Поэтому она всегда пользовалась любезной помощью зеркал и зауважала их ещё больше, потому что они помогали ей в работе. Рука у неё была верная, смелая, не женская, в смысле подачи материала, сильная, работы её никто никогда не принимал за женское рукоделие. В них была такая сила, что когда на выставках просили выступить автора и выходила она, тоненькая, как берёзка, её не признавали и продолжали ждать автора скульптур, представляя себе двухметрового мужика с мощными руками и лицом Геракла, с косой саженью в плечах. Сажень – это расстояние от пола до кончиков пальцев вытянутой руки человека, мужчины, точнее – где-то два метра сорок восемь сантиметров. А выходила она, берёзка.

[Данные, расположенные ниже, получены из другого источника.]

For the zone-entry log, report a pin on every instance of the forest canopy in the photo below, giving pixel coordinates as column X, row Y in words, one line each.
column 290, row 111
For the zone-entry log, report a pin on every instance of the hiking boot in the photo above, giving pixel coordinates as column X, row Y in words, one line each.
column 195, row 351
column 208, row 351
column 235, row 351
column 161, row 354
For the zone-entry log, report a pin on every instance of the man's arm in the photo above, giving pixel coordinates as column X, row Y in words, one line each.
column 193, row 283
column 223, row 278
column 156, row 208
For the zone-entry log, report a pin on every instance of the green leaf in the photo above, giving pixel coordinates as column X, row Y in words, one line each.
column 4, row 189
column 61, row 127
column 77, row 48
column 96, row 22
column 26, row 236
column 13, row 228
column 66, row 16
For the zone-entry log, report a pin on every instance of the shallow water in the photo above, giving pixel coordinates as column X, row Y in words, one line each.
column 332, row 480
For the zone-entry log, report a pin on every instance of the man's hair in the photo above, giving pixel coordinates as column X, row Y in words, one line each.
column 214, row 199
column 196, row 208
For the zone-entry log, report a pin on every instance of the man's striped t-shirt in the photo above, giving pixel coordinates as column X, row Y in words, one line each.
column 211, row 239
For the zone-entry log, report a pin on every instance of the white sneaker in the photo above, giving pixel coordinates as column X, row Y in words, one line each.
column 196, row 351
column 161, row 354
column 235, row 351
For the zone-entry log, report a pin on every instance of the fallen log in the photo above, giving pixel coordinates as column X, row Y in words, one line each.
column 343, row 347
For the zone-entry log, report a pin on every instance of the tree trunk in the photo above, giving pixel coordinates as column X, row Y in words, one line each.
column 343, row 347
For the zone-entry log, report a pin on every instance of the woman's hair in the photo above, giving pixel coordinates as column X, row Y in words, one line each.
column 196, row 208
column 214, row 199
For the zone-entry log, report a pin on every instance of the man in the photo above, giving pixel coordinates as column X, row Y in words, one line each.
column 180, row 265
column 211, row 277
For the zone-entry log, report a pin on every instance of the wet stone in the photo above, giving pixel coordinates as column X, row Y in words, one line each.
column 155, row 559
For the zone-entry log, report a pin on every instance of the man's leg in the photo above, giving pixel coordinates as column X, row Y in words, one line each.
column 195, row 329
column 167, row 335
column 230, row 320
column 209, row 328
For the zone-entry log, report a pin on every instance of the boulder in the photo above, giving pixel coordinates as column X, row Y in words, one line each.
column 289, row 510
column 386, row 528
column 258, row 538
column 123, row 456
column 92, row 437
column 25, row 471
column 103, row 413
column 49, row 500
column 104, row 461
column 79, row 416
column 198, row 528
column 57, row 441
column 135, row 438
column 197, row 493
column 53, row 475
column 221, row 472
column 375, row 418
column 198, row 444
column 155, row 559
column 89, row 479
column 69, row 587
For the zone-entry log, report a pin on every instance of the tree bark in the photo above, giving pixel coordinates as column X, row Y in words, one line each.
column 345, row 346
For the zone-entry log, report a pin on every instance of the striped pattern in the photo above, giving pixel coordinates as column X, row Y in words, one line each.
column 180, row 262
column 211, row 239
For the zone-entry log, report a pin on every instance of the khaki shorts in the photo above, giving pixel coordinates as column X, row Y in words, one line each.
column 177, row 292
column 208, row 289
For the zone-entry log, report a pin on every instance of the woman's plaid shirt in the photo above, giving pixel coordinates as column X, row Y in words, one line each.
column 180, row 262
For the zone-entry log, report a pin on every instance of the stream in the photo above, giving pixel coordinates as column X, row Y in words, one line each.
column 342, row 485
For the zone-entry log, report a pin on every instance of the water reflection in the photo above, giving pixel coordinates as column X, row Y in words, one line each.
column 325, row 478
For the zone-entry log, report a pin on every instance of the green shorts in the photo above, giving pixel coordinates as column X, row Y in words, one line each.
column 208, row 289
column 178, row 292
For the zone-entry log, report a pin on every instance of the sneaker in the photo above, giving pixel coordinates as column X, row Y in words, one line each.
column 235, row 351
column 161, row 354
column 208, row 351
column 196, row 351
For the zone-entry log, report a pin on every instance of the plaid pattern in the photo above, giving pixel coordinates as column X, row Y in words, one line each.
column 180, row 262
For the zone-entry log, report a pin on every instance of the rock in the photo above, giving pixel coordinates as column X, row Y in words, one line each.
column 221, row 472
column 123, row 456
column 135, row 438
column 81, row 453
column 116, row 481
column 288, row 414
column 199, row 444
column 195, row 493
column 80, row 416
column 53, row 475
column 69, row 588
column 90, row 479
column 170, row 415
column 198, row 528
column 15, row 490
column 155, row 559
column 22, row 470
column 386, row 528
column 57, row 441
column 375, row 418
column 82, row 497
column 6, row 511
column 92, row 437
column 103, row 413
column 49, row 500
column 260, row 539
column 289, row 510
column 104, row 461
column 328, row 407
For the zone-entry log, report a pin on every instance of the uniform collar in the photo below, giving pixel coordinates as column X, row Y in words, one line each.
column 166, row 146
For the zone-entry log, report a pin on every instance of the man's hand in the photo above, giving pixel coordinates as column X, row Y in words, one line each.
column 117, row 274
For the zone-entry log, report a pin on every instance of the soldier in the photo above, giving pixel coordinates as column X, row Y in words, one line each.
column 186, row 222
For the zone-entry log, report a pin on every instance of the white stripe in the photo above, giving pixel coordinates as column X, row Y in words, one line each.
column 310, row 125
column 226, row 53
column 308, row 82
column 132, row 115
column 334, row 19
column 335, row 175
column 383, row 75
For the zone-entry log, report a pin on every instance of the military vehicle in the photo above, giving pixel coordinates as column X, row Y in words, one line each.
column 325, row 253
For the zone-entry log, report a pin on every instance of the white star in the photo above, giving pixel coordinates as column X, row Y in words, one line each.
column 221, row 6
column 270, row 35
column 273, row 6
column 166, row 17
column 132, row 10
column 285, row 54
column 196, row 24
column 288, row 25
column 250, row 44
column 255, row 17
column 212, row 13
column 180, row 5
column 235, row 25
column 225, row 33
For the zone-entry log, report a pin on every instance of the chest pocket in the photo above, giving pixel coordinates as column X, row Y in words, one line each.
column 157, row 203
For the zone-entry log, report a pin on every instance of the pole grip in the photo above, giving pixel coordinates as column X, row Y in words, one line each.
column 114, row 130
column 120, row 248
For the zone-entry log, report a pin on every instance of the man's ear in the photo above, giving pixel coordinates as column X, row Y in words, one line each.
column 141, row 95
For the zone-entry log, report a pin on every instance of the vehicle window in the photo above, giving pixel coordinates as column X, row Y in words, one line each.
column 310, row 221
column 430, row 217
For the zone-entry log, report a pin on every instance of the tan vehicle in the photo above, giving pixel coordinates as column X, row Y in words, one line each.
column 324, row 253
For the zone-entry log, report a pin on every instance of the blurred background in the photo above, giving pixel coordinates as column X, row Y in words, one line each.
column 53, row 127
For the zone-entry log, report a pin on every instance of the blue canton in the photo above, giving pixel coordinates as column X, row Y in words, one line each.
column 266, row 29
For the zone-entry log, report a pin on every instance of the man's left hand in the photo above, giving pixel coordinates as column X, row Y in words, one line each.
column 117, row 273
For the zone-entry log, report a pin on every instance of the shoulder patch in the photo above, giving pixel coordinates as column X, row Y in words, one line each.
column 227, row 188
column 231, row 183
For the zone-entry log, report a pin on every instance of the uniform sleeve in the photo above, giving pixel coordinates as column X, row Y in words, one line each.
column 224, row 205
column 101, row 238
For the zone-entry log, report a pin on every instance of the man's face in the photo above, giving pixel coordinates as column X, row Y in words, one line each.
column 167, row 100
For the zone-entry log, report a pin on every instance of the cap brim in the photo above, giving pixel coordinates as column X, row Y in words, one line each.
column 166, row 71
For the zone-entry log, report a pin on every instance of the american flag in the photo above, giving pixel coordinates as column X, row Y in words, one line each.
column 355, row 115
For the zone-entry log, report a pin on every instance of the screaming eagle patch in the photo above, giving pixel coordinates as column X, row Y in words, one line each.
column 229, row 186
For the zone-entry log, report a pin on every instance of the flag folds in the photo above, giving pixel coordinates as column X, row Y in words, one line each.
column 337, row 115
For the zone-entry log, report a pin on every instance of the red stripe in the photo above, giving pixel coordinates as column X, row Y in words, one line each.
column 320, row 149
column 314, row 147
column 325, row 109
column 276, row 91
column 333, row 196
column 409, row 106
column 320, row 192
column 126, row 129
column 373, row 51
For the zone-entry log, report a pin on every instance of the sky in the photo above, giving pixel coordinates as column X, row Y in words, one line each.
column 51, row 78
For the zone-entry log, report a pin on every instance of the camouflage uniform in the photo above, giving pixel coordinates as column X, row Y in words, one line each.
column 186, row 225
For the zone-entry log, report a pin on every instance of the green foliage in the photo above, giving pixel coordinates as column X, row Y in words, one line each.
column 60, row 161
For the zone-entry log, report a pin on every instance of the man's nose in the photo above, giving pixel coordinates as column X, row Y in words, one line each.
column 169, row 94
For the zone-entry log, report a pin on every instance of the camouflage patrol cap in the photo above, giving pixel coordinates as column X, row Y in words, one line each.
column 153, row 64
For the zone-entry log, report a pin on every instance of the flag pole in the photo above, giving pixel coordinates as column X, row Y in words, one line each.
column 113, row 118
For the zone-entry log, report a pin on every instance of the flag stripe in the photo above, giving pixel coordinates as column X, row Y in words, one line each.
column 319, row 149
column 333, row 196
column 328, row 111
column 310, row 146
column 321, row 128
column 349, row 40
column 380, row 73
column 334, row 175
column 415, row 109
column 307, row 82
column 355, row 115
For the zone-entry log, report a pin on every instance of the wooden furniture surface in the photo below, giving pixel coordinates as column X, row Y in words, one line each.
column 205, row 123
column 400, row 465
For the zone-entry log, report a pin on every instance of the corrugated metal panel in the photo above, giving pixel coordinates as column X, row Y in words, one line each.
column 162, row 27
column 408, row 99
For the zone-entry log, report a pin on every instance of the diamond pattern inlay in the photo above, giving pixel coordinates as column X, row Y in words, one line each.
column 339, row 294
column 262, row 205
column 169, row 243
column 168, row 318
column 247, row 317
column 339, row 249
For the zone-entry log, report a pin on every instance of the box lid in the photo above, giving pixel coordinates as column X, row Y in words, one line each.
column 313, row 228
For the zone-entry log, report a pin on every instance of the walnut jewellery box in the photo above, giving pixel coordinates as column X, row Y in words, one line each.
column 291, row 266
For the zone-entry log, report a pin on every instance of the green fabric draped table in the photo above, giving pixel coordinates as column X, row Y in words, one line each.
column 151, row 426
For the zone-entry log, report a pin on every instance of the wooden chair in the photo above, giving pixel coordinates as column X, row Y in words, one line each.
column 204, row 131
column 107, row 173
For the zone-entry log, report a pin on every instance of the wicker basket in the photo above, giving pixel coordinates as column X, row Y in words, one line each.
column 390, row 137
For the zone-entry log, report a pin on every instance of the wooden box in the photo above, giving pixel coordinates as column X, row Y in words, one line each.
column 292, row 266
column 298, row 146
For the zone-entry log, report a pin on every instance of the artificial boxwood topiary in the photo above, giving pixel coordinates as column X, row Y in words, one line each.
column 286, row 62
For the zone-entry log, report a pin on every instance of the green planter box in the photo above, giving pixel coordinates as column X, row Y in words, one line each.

А работы у неё действительно были сильные – мужские. Одна из них называлась «Матадор». Если вы представили себе гибкую, напряженную, как лук, готовый выпустить стрелу, фигуру, то вы ошиблись. Это был бюст мужчины, собственно, матадора, лет герою около пятидесяти, и то, что он остался жив, уже было чудом. Он просто смотрел на зрителя, глубокие раны его глаз, которые и создавали впечатление прямого взгляда на зрителя, направленные прямо в его душу, не отпускали, и ты, как дурак, падал взглядом в эти глубокие раны и давал этим пустым глазам высосать тебя до дна, потому что он все твои мелкие неприятности, да и крупные тоже, просто брал на себя, и ты не хотел уходить, хотел смотреть в его спокойное, понимающее, как будто говорящее лицо: не печалься, не стоит оно того, живи, не плачь, видишь, я не плачу, жизнь так хрупка, живи, не жалей ни о чём, забудь.
Она и телевизор любила потому, что он тоже ассоциировался у неё с зеркалом. Шли новости, она слушала в пол-уха, но когда она посмотрела в цветное зеркало экрана, то буквально чуть не упала: хорошо, что в эту минуту она сидела на диванчике у себя на кухне, у неё в каждой комнате было по телевизору, иногда она даже включала все три на один канал или на разные, и смотрела одно, а слушала ещё два, или все три на один канал, и это был стереозвук плюс ещё один.
Она поперхнулась кофе, закашлялась, потекли слёзы, и ей стало плохо видно, что происходит на экране, а происходило там что-то ну просто очень странное: она сама была на экране и представляла публике своего «Матадора». Репортёр поднёс к её лицу микрофон с названием канала НТР, такого канала она не знала, да и не было с ней такого эпизода – у неё не брали интервью. Диктор произнёс: вчера в галерее «Сумерки» открылась выставка художников, объединившихся в группу под названием «Веды». Молодые скульпторы подготовили проект «Жаме вю».